Apart from ions, we would also like to draw attention to the presence, in the beginning of the simulation, of a lipid molecule between two α-helices (sketched in yellow and red in Figure S5), still partially attached to its original extracellular membrane side. Interestingly, by analyzing the distance of such an outbound lipid from the edges of a transmembrane α-helix (R68-A99), it can be seen how the lipid is transferred across the membrane without any external bias, to almost reach the cytosol membrane side finally. This indication mildly suggests that the eventual ORF3a central channel might be accessible for lipid translocation, due to the presence of a hydrophobic cavity shielding the lipid molecule from the aqueous environment (see also Figure A). Nevertheless, more realistic membrane compositions should be used to confirm the eventual co-role of ORF3a as a lipid transporter.
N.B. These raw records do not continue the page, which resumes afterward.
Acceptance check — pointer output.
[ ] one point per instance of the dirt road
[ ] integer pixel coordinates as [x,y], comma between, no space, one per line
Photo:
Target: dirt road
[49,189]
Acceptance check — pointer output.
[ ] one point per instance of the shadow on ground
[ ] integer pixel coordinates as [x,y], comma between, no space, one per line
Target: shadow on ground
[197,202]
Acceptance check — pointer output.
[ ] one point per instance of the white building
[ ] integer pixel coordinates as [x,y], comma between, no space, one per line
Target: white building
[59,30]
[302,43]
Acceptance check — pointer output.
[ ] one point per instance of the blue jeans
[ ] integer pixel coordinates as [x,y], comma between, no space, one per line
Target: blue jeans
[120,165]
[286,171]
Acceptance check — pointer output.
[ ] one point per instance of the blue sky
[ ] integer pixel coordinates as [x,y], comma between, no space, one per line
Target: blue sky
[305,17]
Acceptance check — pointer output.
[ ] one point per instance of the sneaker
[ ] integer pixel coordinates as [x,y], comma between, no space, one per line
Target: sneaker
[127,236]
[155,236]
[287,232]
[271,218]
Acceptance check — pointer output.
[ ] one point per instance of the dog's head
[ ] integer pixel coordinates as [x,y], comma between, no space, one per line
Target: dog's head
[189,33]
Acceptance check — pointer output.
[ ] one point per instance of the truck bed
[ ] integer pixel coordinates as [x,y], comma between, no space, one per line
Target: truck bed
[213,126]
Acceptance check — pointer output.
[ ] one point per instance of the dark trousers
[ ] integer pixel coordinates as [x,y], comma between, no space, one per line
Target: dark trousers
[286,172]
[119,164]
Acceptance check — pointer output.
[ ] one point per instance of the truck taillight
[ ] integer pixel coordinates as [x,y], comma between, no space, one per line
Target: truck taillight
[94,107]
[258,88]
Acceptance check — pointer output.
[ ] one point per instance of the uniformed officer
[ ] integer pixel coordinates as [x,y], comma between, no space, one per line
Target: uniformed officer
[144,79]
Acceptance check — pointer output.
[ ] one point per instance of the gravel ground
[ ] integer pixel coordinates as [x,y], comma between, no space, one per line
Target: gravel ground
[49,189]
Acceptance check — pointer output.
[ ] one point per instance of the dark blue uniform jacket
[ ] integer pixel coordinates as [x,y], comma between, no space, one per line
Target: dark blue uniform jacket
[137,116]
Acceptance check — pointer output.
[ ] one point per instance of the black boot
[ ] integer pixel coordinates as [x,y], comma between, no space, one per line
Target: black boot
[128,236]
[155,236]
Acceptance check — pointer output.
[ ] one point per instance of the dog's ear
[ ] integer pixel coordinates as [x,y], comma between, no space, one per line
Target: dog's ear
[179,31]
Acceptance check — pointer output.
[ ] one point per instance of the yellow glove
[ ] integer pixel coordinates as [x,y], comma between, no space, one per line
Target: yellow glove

All in all, our results allow the mechanisms underlying permeabilization and polarization of the membrane by SARS-CoV-2 ORF3a viroporin-like protein to be characterized, at an atomistic level. In this sense, and due to the important role of ORF3a for the viral life cycle, they could offer an original drug design strategy aimed at blocking the transfer gates by the interaction with specific drugs. The high conservation of ORF3a among coronaviruses further enhances the importance of this study and the soundness of the envisaged drug-design strategy, while providing the elucidation of a key, and often overlooked, mechanism of SARS-CoV-2 cycle.